Austrian export drama continues

"Austria withdraws from the cheap market segment", was the title of the official answer, which the Austrian Wine Marketing dedicated, some weeks ago, to the critical reports in which Mario Scheuermann and myself had examinated, for nearly a year, the Austrian export statistics. At this moment, given the latest numbers, it looks like if Austria was, unvoluntarily perhaps, not only withdrawing from the cheap market segment but from the German market altogether.

In fact, if you look at the updated numbers published in the German Destatis database - they are much more precise than the numbers the Austrians give themselves, a fact which has implicitely recognized by the Austrian Wine Marketing in the above mentioned article - the impression is rather sobering.

In the category "wine produced from fresh wine grapes" the Austrian exports in direction of Germany went down from 649,000 hl between January and March 2011 - a year which itself had already been a desaster, as the exports to Germany had been halved compared with 2010 - to only 587,000 hl. Whilst the bulk export which had lost dramatically in the last two years, showed relatively stable and, in March, could even grow from 24,000 to 42,000 hl compared with 2011, the export of bottled wine, the Austrian's core business, was hit much more severely. From 500,000 in 2011 it shrank to 448,000 hl - a loss of 10.4 % - during January and March and, if you only look at the month of March, traditionally one of the stronger months of the Austrian's export year, volumes went down by not less than 33 % on a year-to-year base. This, on what used to be the most important Austrian export market, which absorbed two thirds of the whole export volume.

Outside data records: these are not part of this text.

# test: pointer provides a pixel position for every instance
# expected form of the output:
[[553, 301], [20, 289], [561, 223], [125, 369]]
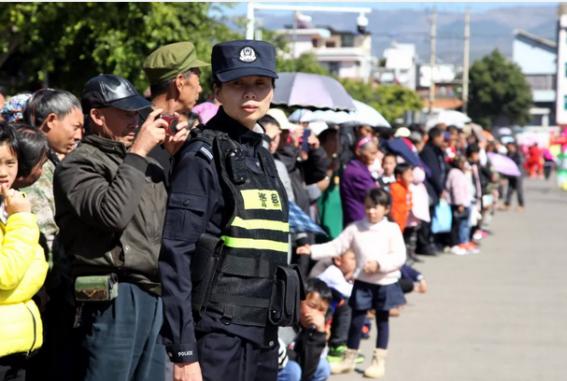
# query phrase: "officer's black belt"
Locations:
[[247, 267], [240, 300]]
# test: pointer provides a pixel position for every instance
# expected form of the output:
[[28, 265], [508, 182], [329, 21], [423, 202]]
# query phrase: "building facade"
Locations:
[[536, 57]]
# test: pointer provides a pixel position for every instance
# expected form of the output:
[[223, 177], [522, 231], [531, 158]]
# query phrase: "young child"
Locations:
[[458, 190], [339, 278], [301, 356], [388, 165], [380, 253], [22, 267], [401, 195]]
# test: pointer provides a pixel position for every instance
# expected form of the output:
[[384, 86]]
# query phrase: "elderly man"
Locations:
[[110, 205], [173, 72]]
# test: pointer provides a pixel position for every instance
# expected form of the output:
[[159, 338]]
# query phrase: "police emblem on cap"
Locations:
[[247, 54]]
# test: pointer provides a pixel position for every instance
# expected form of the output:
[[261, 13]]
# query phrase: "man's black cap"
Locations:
[[235, 59], [109, 90]]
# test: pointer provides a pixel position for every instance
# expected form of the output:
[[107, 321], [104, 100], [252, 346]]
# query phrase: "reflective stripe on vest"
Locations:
[[266, 199], [255, 244], [261, 224]]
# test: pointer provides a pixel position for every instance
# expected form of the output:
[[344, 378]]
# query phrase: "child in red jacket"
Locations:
[[401, 195]]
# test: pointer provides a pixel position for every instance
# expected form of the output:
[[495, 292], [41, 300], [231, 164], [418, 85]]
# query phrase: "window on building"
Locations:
[[334, 68], [347, 40], [542, 81]]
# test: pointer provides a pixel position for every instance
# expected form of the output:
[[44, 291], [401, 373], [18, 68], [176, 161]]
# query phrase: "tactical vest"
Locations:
[[239, 278]]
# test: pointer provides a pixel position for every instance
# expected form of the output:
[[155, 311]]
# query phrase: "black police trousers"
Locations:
[[225, 357]]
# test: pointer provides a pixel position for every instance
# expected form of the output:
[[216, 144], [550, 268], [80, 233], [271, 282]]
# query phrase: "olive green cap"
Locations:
[[168, 61]]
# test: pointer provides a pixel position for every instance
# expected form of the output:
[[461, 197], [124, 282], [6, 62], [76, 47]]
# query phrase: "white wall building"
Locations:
[[399, 65], [345, 54], [536, 57]]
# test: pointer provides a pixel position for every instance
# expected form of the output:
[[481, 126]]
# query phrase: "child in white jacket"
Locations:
[[380, 253]]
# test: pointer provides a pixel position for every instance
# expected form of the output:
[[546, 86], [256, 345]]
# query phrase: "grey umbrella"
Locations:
[[311, 91]]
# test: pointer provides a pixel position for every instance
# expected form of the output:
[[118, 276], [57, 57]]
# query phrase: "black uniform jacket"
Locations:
[[196, 205]]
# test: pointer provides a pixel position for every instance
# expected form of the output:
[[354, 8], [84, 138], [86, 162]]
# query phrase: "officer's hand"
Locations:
[[313, 141], [150, 134], [371, 267], [303, 250], [187, 372], [14, 201], [173, 143]]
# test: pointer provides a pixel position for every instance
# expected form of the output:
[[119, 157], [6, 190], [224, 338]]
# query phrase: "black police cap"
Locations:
[[235, 59], [109, 90]]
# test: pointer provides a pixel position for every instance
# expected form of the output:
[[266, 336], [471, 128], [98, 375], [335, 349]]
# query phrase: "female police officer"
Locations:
[[226, 233]]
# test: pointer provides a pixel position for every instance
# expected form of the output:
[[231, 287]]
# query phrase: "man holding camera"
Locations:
[[110, 202], [173, 71]]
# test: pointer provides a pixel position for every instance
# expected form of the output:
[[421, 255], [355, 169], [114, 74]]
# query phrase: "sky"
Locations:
[[239, 8]]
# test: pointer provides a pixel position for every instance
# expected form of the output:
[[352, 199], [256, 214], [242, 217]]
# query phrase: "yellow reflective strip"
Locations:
[[265, 199], [256, 244], [261, 224]]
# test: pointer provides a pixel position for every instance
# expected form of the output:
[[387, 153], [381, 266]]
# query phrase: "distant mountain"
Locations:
[[491, 29]]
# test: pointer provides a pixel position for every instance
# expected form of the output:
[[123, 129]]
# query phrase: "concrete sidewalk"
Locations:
[[500, 315]]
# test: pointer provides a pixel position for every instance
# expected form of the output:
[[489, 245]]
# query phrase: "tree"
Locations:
[[64, 44], [392, 101], [498, 90]]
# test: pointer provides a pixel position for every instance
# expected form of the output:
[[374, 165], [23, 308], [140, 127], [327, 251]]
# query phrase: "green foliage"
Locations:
[[498, 89], [64, 44], [392, 101]]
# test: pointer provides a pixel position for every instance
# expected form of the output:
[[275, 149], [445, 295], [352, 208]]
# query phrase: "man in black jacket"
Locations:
[[433, 157], [110, 206]]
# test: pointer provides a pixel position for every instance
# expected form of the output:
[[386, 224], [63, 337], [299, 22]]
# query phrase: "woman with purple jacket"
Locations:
[[357, 180]]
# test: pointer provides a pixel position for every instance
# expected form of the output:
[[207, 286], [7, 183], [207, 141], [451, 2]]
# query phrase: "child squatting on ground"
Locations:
[[302, 348], [380, 253]]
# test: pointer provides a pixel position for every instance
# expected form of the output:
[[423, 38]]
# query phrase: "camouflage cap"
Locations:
[[168, 61]]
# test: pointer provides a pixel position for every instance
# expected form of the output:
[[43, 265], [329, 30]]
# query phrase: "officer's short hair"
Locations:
[[49, 101]]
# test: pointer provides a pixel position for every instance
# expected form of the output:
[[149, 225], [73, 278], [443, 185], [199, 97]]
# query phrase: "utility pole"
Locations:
[[466, 58], [433, 36], [251, 20]]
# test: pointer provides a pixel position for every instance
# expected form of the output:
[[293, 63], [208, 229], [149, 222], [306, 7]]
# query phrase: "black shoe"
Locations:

On the value side, the trend in the first three months of 2012 was less dramatical, and the moderate loss even lead to a rise of the relative price per litre which went up from 1.93 to 2.11 EUR (bottled wines from 2.18 to 2.41 EUR). Then again, the month of march showed a desastrous picture with a loss of 29 % against 2011. Useless to say that the bottled exports once used to be one of the strongholds of Austrian value creation in the wine business.

If, in Vienna, even now the alarm bells do not start to ring for some people, then we should not be too astonished if, sooner or later, the Austrian wine industry will have to declare a state of emergency tout court. The hope, forwarded by some, that the upcoming VieVinum show could bring some hope and relief seems somewhat unrealistic. The numbers of past years, in fact, do not show any evidence of sales gowing better after the show, if you compare them with years without the VieVinum.